I'm learning about Linux user namespaces and I'm observing a strange behavior which isn't completely clear to me.
I've created a range of UIDs in initial user namespaces to which I can map UIDs in child user namespace via newuidmap command. These are my settings:
$ grep '^woky:' /etc/subuid
woky:200000:10000
$ id -u
1000
Then I've tried to create a new user namespace and map its UID range [0-10000) to [200000-210000) in the parent user namespace:
First terminal:
$ PS1='% ' unshare -U bash
% echo $$
1337
% id
uid=65534(nobody) gid=65534(nobody) groups=65534(nobody)
Second terminal:
$ ps -p 1337 -o uid
UID
1000
$ newuidmap 1337 0 200000 10000
$ ps -p 1337 -o uid
UID
1000
First terminal:
% id
uid=65534(nobody) gid=65534(nobody) groups=65534(nobody)
So UIDs inside and outside the new user namespace weren't changed even though the newuidmap completed successfully.
Then I found the following article http://www.itinken.com/blog/2016/Sep/exploring-unprivileged-containers/ which opened my eyes a bit. I've tried the previous scenario but with the following test-unshare.py script, which I took from the article and slightly modified, instead of the unshare command:
#!/usr/bin/python3
import os
from cffi import FFI
CLONE_NEWUSER = 0x10000000
ffi = FFI()
ffi.cdef('int unshare(int flags);')
libc = ffi.dlopen(None)
libc.unshare(CLONE_NEWUSER)
print("user id = %d, process id = %d" % (os.getuid(), os.getpid()))
input("Press Enter to continue...")
# The uid must be set to 0 to avoid loosing capabilities when creating the shell.
os.setuid(0)
os.execlp('/bin/bash', 'bash')
First terminal:
$ python3 ./test-unshare.py
user id = 65534, process id = 1337
Press Enter to continue...
Second terminal:
$ ps -p 1337 -o uid
UID
1000
$ newuidmap 1337 0 200000 10000
$ ps -p 1337 -o uid
UID
1000
First terminal:
<Enter>
bash: /home/woky/.bashrc: Permission denied
bash-4.4# id
uid=0(root) gid=65534(nobody) groups=65534(nobody)
Second terminal:
$ ps -p 1337 -o uid
UID
200000
Now it looks like what I've expected from the beginning. Now my theory about why the UIDs in the first example weren't changed is the following:
The unshare called execve(2) to run /bin/bash without first calling setuid(2). Now the shell lost all its capabilities (as mentioned in user_namespaces(7)) and cannot change its UID from 65534. In the second case, the process changed its UID to 0, because it had capabilities to do so, and Linux mapped it to 200000 outside the new user namespace (according to /proc/1337/uid_map which newuidmap wrote). Which means that the first process in a new user namespace has to call setuid(START_UID) or otherwise it'd be stuck in 65534 after execve(2).
Is it correct?
However, in this scenario, the process in the new user namespace didn't have to call setuid(2) and yet its UID changed:
First terminal:
$ PS1='% ' unshare -U bash
% echo $$
1337
% id
uid=65534(nobody) gid=65534(nobody) groups=65534(nobody)
Second terminal:
$ ps -p 1337 -o uid
UID
1000
$ echo '500000 1000 1' >/proc/1337/uid_map
$ ps -p 1337 -o uid
UID
1000
First terminal:
% id
uid=500000 gid=65534(nobody) groups=65534(nobody)

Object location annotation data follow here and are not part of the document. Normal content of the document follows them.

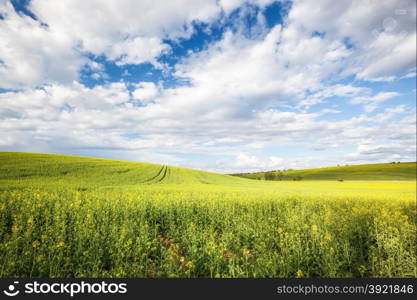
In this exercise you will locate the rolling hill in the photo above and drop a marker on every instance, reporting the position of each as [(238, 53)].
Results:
[(69, 217), (58, 169), (388, 171)]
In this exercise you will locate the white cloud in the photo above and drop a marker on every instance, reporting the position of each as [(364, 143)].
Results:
[(245, 92), (32, 54), (145, 92), (372, 102)]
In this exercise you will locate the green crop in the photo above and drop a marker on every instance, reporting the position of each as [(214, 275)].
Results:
[(66, 216)]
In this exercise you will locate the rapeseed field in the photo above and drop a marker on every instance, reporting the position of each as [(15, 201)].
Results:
[(63, 216)]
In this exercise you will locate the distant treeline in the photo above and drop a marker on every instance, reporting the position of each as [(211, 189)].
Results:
[(386, 171)]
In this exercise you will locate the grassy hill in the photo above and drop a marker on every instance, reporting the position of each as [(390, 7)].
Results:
[(388, 171), (67, 216), (73, 170)]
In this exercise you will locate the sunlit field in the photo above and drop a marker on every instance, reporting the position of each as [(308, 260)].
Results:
[(64, 216)]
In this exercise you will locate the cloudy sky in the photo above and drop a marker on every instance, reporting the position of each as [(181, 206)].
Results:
[(225, 86)]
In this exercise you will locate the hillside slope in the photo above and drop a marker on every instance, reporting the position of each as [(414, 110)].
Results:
[(388, 171), (61, 169)]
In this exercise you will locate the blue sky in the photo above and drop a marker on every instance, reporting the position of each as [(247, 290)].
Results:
[(225, 86)]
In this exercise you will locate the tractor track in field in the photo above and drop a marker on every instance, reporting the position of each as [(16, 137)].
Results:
[(156, 176), (164, 174)]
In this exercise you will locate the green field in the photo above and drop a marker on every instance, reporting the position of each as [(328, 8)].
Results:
[(63, 216), (388, 171)]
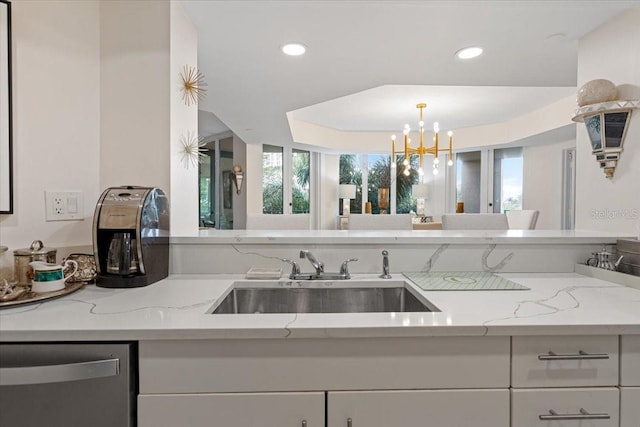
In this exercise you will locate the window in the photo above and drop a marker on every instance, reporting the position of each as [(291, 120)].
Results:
[(351, 173), (272, 188), (489, 180), (507, 179), (301, 163), (278, 162), (374, 172)]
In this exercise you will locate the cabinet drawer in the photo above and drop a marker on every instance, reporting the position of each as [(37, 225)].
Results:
[(630, 407), (595, 407), (630, 360), (564, 361), (226, 366), (232, 410), (419, 408)]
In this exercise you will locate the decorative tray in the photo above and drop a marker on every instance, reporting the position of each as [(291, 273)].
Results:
[(28, 297)]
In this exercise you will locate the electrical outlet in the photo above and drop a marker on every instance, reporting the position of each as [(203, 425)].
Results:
[(64, 205)]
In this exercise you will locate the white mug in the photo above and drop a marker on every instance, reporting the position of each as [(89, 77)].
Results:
[(50, 277)]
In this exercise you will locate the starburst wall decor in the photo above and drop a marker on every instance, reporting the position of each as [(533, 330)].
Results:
[(193, 85), (193, 149)]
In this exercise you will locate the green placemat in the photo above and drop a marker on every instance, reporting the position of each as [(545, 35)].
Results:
[(462, 281)]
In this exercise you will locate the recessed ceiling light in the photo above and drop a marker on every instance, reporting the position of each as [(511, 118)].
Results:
[(294, 49), (469, 52)]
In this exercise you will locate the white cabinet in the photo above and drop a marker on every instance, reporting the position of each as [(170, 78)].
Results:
[(630, 407), (479, 408), (228, 366), (565, 361), (630, 360), (232, 410), (568, 407), (565, 380)]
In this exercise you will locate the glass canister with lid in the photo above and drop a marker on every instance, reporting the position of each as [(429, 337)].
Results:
[(6, 266), (22, 257)]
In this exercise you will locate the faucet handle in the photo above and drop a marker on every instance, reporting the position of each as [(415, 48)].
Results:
[(344, 268), (295, 268)]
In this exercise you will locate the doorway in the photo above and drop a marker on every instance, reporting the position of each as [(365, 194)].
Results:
[(216, 185)]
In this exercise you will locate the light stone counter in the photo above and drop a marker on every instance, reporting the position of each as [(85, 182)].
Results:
[(176, 308), (235, 251)]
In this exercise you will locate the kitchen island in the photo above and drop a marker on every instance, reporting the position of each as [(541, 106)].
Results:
[(566, 347)]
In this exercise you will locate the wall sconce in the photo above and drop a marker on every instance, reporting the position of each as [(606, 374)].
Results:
[(419, 192), (346, 192), (238, 177), (606, 122)]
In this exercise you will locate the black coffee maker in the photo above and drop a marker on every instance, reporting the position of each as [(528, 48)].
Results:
[(131, 237)]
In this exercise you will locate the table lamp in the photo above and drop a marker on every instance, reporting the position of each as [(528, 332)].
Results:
[(419, 192), (346, 192)]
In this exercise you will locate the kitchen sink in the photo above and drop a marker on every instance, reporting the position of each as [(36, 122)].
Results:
[(318, 297)]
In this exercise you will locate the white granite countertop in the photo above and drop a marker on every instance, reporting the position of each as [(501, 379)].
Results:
[(350, 237), (176, 308)]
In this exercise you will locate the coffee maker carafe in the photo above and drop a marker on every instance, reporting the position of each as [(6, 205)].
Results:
[(131, 237), (122, 258)]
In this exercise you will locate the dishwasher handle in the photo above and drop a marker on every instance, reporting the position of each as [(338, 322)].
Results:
[(59, 373)]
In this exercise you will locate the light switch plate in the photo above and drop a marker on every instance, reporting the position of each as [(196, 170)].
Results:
[(64, 205)]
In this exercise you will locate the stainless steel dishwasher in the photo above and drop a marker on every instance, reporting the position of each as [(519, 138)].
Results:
[(68, 384)]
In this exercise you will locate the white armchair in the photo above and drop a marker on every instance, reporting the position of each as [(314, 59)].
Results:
[(523, 219), (380, 222), (474, 222)]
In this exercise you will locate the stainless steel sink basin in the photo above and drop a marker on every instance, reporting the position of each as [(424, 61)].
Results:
[(281, 297)]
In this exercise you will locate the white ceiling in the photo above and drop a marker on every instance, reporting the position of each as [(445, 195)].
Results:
[(369, 62)]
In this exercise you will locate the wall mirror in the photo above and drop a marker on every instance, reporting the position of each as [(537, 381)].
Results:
[(6, 163)]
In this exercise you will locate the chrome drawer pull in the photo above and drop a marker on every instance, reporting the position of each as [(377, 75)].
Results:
[(59, 373), (582, 355), (583, 415)]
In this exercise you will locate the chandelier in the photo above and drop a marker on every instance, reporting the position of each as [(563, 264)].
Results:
[(421, 150)]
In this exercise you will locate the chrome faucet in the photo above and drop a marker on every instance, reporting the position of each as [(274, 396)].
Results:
[(319, 266), (385, 265)]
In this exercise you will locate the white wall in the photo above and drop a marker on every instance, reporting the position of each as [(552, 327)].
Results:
[(135, 86), (240, 200), (56, 106), (93, 108), (542, 183), (184, 192), (611, 52)]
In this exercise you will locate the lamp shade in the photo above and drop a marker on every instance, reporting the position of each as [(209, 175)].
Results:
[(347, 191), (419, 191)]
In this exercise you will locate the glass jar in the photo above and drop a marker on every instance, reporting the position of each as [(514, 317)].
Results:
[(22, 258), (6, 266)]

Please, explain all situations in depth.
My journey started when I tried to understand what the /etc/subuid file is for. It's used by Docker and LXC but only few documents explain it. Sorry for the verbosity. It took me really long time to comprehend it and I still don't understand it fully, so I'm collecting here all I know.